Nul ne peut mieux présenter ce roman que l’auteure elle-même qui annonce dans l’avantpropos de La vie devant elles : « Écrivaine à tendance autofictionnelle, je m’aventure dans ce
livre à interpréter des vies que je n’ai vues que de l’extérieur, celles de mes six petites-filles. De
leurs six réalités, j’ai construit trois récits biofictionnels » (7). Voici donc un texte qui brouille
les frontières entre le roman, la nouvelle, l’autofiction et la biofiction. En effet, depuis la
publication en 1982 de son premier roman De mémoire de femme, Marguerite Andersen n’a
jamais cessé d’explorer diverses formes littéraires, offrant avec chaque création un texte hybride
qui subvertit les limites génériques. La vie devant elles présente les trois sœurs Boutier, Claire,
Arianne et Isabelle ou Isa.
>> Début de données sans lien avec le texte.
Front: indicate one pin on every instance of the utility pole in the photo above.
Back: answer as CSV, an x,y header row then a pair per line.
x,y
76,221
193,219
Ce qui les rapproche c’est l’influence des membres de leur famille,
leurs parents Sébastien et Zozia, leur grand-mère paternelle Marguerite, leur frère Fabien, leur
oncle Bertrand et leur tante Nathalie, surtout en ce qui concerne leur désir de voyage. Ce qui les
distingue l’une de l’autre ce sont les choix qu’elles font dans leur quête personnelle du bonheur.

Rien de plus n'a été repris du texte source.